Calculous cholecystitis - multifactorial, t. a disease developing as a result of exposure to many causative factors, acute or chronic inflammation of the gallbladder, a prerequisite for which is the presence of stones (calculi) in its lumen.
Calculous cholecystitis - inflammation of the gallbladder with the formation of stones in its lumen.
Despite the fact that chronic calculous cholecystitis is the main manifestation of gallstone disease, its symptom form, in most cases, these concepts are usually identified, i.e.. the presence of stones in the cavity of the gallbladder irreversibly leads to the development of inflammatory changes in it, asymptomatic calculus is a rather rare phenomenon.
Currently, in economically developed countries, there is a steady tendency to an increase in the incidence of about 2 times every 10 years.. Recent studies indicate that 1/10 of the world's population suffers from calculous cholecystitis, according to preliminary estimates by 2050 the number of such patients will at least double.. In the Russian Federation, the prevalence of the disease is approximately 12%, in most cases people aged 40 to 60 suffer, women get sick 6 times more often than men.
Calculous cholecystitis is sometimes called a " the main prerequisites for its development are an excessive amount of animal fats, refined carbohydrates in the diet, a small amount of plant foods, a high calorie content of the meals consumed.
In the structure of the surgical pathology of the gastrointestinal tract, calculous cholecystitis also occupies one of the leading positions: for example, in Russia, more than 100,000 operations on the abdominal cavity are performed annually for the removal of an altered, functionally incompetent gallbladder.
Causes of calculous cholecystitis and risk factors for its development The gallbladder is a hollow saccular organ with a thin wall, with a volume of 30 to 70 ml, lying in the corresponding fossa on the hepatic surface.
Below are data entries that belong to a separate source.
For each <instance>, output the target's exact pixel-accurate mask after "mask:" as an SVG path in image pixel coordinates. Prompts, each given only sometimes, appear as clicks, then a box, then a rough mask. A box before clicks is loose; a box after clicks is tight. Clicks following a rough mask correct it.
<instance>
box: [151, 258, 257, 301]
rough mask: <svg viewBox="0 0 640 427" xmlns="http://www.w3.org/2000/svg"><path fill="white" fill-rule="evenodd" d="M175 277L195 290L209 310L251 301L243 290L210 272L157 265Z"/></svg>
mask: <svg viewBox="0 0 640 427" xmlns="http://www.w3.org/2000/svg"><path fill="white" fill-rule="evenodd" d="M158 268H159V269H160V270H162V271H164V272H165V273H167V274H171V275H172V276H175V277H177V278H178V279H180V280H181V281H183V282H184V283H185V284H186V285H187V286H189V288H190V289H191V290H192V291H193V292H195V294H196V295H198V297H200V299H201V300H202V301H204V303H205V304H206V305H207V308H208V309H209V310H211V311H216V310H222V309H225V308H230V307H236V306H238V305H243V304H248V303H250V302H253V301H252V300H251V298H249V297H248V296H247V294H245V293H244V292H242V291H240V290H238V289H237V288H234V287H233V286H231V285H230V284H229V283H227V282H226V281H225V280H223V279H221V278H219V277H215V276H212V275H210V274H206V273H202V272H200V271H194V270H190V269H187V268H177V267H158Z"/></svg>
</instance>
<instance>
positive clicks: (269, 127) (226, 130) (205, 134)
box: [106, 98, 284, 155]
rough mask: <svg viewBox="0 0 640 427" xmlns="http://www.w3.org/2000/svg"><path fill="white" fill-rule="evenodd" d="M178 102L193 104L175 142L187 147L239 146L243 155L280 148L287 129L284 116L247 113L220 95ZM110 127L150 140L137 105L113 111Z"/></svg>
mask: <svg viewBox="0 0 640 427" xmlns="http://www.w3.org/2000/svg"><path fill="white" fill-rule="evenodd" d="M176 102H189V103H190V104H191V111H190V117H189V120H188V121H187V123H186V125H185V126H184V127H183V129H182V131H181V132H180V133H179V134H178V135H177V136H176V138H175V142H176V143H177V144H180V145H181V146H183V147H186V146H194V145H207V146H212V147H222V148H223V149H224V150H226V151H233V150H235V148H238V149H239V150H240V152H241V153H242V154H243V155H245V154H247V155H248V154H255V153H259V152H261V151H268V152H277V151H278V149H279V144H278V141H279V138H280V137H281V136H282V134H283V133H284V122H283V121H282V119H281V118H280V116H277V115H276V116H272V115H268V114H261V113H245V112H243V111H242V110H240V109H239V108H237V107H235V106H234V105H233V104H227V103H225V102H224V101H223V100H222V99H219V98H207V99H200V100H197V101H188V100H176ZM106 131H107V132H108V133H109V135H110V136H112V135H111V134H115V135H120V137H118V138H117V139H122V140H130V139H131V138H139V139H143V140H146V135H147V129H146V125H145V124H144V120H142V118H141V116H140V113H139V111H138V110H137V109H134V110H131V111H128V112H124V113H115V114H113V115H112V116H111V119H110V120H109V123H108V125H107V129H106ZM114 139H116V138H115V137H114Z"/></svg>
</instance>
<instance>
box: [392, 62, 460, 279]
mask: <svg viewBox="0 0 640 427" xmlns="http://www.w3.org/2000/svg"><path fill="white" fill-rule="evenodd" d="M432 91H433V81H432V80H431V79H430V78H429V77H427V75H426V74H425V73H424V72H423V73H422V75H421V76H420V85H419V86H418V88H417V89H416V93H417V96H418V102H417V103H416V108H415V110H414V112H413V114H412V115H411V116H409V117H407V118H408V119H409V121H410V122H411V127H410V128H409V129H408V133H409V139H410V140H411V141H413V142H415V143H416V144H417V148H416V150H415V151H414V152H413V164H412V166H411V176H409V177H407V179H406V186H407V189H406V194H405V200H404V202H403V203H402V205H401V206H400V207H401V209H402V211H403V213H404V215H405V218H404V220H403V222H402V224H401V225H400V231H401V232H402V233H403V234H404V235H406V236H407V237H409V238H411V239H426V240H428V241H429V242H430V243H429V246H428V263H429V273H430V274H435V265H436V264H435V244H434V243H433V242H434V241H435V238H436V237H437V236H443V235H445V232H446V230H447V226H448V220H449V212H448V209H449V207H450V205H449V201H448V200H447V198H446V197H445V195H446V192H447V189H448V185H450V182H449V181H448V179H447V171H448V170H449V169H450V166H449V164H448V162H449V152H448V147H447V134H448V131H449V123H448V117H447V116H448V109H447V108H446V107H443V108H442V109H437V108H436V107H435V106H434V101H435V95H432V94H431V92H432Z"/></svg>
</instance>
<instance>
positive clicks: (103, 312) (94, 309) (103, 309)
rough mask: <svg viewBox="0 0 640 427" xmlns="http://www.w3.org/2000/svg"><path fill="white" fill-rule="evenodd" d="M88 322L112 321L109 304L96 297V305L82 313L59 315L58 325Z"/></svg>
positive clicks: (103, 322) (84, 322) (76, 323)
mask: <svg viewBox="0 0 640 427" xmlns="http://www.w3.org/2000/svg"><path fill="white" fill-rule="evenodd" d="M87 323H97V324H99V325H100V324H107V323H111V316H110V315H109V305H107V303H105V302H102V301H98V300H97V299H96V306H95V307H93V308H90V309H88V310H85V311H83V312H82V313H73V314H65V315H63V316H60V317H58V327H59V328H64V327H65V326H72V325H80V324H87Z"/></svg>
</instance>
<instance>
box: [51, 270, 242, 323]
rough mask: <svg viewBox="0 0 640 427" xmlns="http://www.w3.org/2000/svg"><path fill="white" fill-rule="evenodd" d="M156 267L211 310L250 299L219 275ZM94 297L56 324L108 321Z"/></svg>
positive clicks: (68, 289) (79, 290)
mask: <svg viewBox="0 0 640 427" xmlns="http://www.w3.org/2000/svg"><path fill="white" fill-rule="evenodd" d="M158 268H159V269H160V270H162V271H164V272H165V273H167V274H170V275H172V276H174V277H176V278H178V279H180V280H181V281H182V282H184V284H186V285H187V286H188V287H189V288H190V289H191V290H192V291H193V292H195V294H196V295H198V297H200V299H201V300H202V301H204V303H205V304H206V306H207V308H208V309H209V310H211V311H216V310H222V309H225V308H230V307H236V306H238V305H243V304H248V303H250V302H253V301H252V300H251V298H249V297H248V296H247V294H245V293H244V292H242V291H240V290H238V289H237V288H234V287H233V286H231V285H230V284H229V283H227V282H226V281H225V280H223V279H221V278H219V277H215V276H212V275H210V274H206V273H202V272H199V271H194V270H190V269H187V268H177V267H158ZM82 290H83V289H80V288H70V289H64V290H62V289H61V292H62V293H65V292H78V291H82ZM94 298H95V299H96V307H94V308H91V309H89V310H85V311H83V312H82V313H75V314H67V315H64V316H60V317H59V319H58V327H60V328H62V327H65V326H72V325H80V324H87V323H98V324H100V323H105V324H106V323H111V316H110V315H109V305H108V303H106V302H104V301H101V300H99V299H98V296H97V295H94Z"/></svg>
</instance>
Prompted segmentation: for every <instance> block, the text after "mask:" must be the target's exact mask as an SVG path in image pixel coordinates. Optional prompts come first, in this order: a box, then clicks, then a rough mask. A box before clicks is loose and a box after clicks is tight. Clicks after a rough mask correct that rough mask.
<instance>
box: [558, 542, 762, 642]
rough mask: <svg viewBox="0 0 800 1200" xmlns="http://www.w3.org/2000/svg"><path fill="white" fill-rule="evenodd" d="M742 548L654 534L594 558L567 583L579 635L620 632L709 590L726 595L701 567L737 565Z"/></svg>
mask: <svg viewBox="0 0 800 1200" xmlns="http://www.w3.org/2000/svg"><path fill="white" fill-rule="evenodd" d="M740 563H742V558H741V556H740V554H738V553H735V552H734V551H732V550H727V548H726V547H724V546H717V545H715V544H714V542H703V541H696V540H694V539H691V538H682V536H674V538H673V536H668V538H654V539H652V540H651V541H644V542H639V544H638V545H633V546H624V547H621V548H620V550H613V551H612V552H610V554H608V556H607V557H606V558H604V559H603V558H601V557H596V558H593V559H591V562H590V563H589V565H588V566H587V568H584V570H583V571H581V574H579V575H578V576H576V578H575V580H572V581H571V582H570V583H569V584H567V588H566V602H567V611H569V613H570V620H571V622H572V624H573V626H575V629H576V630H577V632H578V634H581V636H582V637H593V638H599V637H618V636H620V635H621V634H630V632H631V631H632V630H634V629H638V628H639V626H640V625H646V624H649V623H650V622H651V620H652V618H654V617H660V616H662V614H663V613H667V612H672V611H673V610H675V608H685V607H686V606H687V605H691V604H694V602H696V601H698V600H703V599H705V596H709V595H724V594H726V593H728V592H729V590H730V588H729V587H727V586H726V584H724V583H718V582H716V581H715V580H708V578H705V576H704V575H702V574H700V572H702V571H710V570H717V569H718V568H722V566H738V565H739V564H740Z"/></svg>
The production of bile does not occur in it: here it accumulates, being delivered from the liver lobules along the common hepatic and cystic ducts, and matures.
After each meal (in portions), as well as in small volumes during the day, bile is released from the bladder into the duodenum through the bile duct to ensure normal physiology of digestion. In total, 500-600 ml of bile is formed in the liver per day.
As a result of changes in the physicochemical properties of bile, its infection, impaired motility (dyskinesia) of the ducts, the presence of some concomitant diseases and the effects of other causes, sediment precipitation occurs, the formation of microcrystallization embryos transforming into gallstones (calculi).
Stagnation of bile is accompanied by damage to the inner lining of the gallbladder, the release of pro-inflammatory enzymes and inflammatory mediators, which provoke the development of a local inflammatory reaction, to which, often, a bacterial infection joins again (normally bile is sterile).
Concrements in most cases have a rounded shape, sometimes - faceted, ground to each other surfaces (faceted stones), can be single and multiple, in severe cases, occupying the entire lumen of the bladder.
In terms of chemical composition, gallstones can be of the following types:.
cholesterol (formed around crystallized cholesterol molecules);
pigmented (consisting mainly of calcium bilirubinate, formed from precipitation of insoluble indirect bilirubin);
mixed.
Causes of calculous cholecystitis:.
chronic hemolytic anemia;
cirrhosis of the liver (including with alcoholic illness);
infectious processes in the bile ducts;
congenital metabolic diseases;
dysfunction of the intestinal-hepatic circulation (long-term parenteral nutrition, pathology or resection of the ileum);
enzymatic pathologies;
pathology of the structure of the hepatobiliary zone, which determines the violation of the passage of bile;
systematic violation of the principles of balanced nutrition;
stagnation in the gallbladder, provoked by mechanical compression by volumetric neoplasms of neighboring organs.